The FDA Tragedy

Writing in the WSJ (Oct. 3), whose editors ought to know better, Cynthia Crossen says:

Only 70 years ago, American companies could legally sell poison in a
medicine bottle.

Obviously, no drug maker would knowingly kill its customers — the
free market would punish that kind of bad business. But a company
that inadvertently sold a drug resulting in multiple deaths faced no
legal penalties.

In 1937, however, the consequences of Americans’ unfettered right to
buy and sell medicine became disastrously clear. An antibacterial
syrup called Elixir Sulfanilamide killed at least 75 people, some of
them young children who had been suffering from nothing more serious
than a sore throat.

What a load of rot.  Here is a letter I sent to the WSJ:

Where did
Crossen get the bizarre idea that poisoining was not illegal 70 years ago?  It’s true that there was no federal law
against drug fraud but there was no federal law against rape either –
this did not mean that only 70 years ago rape was legal.  In fact, 
Massengil, the company that sold Elixir Sulfanilamide, was successfully
sued and punished under the common law of tort.

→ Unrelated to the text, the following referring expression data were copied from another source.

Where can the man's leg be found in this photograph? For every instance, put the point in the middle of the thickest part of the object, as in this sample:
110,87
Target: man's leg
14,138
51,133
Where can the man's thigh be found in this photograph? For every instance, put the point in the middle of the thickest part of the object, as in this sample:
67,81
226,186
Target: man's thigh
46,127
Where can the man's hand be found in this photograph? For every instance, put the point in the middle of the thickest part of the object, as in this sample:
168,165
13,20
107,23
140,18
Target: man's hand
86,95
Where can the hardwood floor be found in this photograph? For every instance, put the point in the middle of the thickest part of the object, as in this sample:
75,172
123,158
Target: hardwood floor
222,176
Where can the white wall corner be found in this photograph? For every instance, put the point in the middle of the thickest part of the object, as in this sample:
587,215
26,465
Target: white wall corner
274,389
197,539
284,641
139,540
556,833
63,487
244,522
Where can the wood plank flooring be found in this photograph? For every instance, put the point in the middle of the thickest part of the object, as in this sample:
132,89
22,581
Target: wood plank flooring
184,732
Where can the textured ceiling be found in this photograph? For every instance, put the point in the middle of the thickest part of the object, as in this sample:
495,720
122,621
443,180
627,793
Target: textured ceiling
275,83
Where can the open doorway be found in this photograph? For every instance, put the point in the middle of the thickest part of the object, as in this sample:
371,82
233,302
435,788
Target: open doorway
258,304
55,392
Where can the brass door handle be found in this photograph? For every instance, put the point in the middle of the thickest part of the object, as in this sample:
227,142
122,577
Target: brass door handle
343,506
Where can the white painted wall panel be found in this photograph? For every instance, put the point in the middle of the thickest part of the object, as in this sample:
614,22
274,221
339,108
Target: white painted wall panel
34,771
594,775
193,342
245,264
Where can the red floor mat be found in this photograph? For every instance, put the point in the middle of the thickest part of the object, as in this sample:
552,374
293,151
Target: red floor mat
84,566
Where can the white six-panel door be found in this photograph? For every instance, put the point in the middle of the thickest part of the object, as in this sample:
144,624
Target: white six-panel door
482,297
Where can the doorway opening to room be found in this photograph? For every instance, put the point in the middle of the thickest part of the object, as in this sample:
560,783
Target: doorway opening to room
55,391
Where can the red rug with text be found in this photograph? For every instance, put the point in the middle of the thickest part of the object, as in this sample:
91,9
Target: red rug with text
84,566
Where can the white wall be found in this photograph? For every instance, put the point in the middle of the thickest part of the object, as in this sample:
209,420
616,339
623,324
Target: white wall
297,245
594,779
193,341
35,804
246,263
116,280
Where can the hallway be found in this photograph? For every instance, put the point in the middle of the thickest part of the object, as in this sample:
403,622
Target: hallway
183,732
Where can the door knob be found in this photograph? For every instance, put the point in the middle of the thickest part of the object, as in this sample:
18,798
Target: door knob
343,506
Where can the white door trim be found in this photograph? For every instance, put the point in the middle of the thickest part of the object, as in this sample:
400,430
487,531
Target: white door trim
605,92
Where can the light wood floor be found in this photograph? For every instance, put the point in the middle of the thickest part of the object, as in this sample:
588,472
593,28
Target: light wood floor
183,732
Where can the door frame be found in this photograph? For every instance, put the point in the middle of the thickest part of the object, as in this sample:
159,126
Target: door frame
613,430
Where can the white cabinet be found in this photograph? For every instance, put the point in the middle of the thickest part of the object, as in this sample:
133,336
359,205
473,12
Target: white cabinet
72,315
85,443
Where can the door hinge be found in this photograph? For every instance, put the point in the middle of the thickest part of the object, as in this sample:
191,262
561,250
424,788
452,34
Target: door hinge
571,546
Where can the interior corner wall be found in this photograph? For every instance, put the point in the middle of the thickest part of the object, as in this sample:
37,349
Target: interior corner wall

Dramatic, easy to see, tragedies like those caused by Elixir
Sulfanilamide and Thalidomide encouraged the naive to demand an
expansion of the FDA’s powers.  The less easily seen tragedy has been drug delay, fewer new drugs, and higher prices.  Careful observers
– see for some evidence – estimate that the costs of the latter tragedy
far exceed the former.  The FDA has put the nail in the coffin of more
than just the "pain and beauty boys."